"Yes, I went to see her once—not long ago. I promised her that I'd come back when she sent for me. She wanted to tell me something, but she was so ill that she couldn't remember what it was. It was about Father, she said."

"Stephen will come for us after he has taken Margaret home. I gave him the number."

Patty turned and gave her a long look. They were passing under an electric light at the time, and Corinna thought, as she looked into the girl's face, that all the wistful yearning of the night was reflected in her eyes. What had happened, she wondered, to change their sparkling brightness into this brooding expectancy.

The car stopped before the house to which Patty had come with Gershom; and as they got out, they saw that it was entirely dark except for the dim flicker of a jet of gas in the hall. By the pavement a car was standing, and from somewhere at the back there came the sound of a baby crying inconsolably in the darkness. While they entered the hall, and went up the broad old-fashioned flight of stairs, that plaintive wail followed them, growing gradually fainter as they ascended, but never fading utterly into silence. When they reached the second storey, and turned toward the back of the house, a door at the end of the passage opened, and an old woman, with a hunch back, and a piece of knitting in her gnarled hands, came slowly to meet them. Standing there under the jet of gas, which flickered with a hissing noise, she looked at them with glassy impersonal eyes and a face that was as austere as Destiny. Afterward, when Corinna thought over the impressions of that tragic night, she felt that they were condensed into the symbol of the old woman with the crooked back, and the thin crying of the baby which floated up from the darkness below.

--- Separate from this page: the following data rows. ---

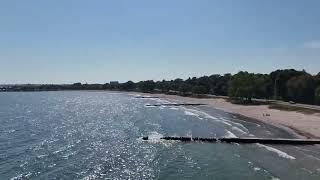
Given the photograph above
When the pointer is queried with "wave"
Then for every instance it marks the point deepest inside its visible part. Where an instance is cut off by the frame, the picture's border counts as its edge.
(280, 153)
(190, 113)
(238, 129)
(229, 135)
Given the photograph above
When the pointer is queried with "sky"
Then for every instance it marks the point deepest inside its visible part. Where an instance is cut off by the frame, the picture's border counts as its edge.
(96, 41)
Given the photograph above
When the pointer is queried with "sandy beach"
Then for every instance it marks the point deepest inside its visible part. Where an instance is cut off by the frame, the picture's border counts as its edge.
(302, 125)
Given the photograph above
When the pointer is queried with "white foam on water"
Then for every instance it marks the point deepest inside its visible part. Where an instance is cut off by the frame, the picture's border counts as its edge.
(280, 153)
(256, 168)
(274, 178)
(155, 138)
(190, 113)
(238, 129)
(229, 135)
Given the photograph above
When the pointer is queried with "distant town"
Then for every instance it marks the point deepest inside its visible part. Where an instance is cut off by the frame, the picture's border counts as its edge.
(288, 85)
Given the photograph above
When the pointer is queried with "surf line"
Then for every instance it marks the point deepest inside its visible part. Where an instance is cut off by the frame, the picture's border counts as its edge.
(176, 104)
(243, 140)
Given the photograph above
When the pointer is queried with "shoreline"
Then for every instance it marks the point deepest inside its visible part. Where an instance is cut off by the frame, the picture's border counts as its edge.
(300, 125)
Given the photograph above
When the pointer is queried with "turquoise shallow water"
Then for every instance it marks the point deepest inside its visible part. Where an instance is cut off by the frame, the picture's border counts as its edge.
(97, 135)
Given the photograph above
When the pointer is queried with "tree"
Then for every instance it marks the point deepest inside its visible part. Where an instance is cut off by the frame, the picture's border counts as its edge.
(185, 88)
(129, 86)
(279, 80)
(317, 95)
(199, 89)
(301, 89)
(147, 86)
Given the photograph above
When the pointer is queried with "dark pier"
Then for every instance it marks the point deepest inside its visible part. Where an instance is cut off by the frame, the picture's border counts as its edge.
(244, 140)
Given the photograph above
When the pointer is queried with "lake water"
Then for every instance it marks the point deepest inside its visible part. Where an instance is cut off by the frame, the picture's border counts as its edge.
(97, 135)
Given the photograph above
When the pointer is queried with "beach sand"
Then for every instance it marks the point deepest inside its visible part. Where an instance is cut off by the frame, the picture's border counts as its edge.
(302, 125)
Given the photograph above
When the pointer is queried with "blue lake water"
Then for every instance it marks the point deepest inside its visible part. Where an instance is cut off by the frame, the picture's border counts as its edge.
(97, 135)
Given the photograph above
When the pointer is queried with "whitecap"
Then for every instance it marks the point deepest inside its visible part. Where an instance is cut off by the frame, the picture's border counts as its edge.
(256, 168)
(280, 153)
(190, 113)
(229, 135)
(238, 129)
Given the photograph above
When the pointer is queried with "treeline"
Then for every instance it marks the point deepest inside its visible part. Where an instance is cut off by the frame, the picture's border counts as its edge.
(287, 85)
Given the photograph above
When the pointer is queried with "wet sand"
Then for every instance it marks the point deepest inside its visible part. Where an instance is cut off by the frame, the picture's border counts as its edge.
(302, 125)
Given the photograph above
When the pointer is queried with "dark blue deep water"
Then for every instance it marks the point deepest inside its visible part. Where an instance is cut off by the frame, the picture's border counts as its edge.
(97, 135)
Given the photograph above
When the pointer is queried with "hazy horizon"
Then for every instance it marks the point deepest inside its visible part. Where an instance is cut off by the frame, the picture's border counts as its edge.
(60, 42)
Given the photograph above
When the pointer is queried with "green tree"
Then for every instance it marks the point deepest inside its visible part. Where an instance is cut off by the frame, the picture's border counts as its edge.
(317, 95)
(301, 89)
(241, 86)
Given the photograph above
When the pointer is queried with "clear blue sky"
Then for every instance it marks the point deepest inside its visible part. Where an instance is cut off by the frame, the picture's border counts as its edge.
(65, 41)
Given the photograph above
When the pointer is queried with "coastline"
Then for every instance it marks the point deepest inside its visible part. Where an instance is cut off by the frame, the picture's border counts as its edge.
(305, 126)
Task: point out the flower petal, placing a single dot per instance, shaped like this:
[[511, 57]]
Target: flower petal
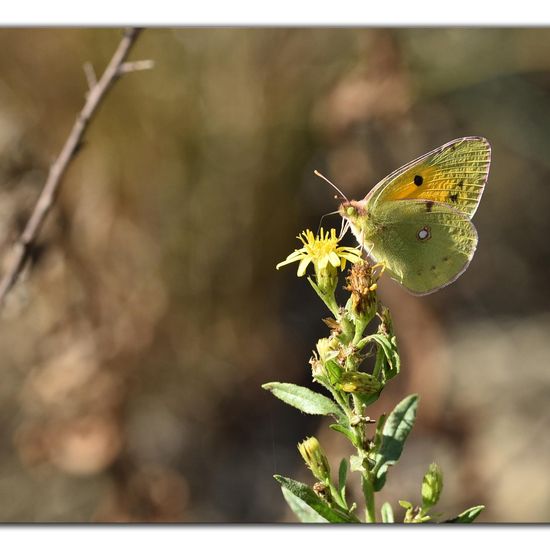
[[303, 265], [333, 258]]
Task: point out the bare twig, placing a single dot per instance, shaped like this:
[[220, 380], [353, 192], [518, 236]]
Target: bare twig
[[90, 75], [132, 66], [46, 199]]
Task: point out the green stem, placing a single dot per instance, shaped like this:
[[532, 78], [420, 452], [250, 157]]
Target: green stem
[[368, 492], [329, 301]]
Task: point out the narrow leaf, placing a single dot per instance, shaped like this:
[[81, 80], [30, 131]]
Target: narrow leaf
[[305, 399], [342, 478], [468, 516], [396, 429], [387, 513], [303, 512], [350, 434], [310, 500]]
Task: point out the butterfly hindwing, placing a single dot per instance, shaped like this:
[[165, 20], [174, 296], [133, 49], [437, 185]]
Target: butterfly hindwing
[[425, 245], [453, 174]]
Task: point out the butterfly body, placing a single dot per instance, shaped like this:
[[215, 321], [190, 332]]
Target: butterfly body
[[416, 221]]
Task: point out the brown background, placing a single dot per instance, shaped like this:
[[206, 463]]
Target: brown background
[[133, 352]]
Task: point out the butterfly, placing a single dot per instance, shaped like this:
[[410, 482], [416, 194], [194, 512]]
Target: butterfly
[[417, 221]]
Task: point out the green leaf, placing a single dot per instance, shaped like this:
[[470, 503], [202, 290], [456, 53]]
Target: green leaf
[[387, 361], [396, 429], [334, 371], [305, 399], [308, 506], [468, 516], [387, 513], [350, 434], [342, 478], [378, 432], [358, 383], [305, 513]]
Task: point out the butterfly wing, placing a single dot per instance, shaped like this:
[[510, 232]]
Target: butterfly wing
[[425, 245], [453, 174]]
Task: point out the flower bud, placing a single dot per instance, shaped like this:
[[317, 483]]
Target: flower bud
[[432, 485], [362, 285], [315, 458]]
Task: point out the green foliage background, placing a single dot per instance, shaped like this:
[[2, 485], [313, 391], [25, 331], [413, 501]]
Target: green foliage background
[[132, 358]]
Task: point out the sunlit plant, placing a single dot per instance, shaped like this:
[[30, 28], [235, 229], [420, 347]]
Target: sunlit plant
[[339, 364]]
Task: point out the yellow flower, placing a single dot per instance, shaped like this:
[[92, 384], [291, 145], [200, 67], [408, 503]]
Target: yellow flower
[[322, 251]]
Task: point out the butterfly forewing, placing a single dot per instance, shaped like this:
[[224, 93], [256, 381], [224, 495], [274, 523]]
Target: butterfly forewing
[[453, 174]]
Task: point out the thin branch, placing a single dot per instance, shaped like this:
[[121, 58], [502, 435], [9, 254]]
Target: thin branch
[[57, 170], [91, 78]]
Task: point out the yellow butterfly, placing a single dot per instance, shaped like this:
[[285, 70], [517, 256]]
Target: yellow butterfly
[[416, 221]]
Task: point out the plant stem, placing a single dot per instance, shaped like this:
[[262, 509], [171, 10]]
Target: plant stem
[[368, 492]]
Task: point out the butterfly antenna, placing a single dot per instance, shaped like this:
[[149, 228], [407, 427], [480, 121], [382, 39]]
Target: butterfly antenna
[[343, 228], [330, 183], [323, 217]]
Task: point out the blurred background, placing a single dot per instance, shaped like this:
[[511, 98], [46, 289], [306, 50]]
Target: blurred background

"We came to see Mrs. Green," explained Corinna.

The old woman nodded, and as she turned to limp down the passage, her ball of gray yarn slipped from her grasp and rolled after her until Corinna recovered it. In silence the cripple led the way, and in silence they followed her, until she opened the closed door at the end of the hall, and they entered the room, with the sickening sweetish smell and the window which gave on the black hulk of the ailantus tree. From behind a screen, which was covered with faded wall paper, the figure of the doctor emerged while they waited, an ample middle-aged man, with the air of having got into his clothes in a hurry and the face of a pragmatic philosopher. He motioned commandingly for them to approach; and going to the other side of the screen, they found the dying woman gazing at them with eager eyes.

"She is doing nicely," remarked the doctor, with the cheerful alacrity of one in whom familiarity has bred contempt of death. "Keep her quiet. One can never tell about these cases."

He made an explanatory gesture in the direction of his pocket. "I'll go down on the porch and smoke a cigar, and then if she hasn't had a relapse, I think it will be safe for me to go home. You can telephone if you need me. I am only a few blocks away." He went out with a brisk, elastic step, while his hand began to feel for the end of the cigar in his pocket.

"She's bad now," said the old woman. "It's the medicine, but she'll come to in a minute." She brought two wooden chairs with broken legs to the foot of the bed. "You'd better sit down. It may be a long waiting."

"I hope she'll know me," returned Patty. "She must have wanted to see me, or she wouldn't have sent." Her eyes left the stricken face and clung to the calla lily on the window-sill, as they had done that afternoon when she came here with Gershom. The single blossom on the lily had not faded; it was still as perfect as it had been then—only two days ago!—and not one of the closed buds had begun to open beside it.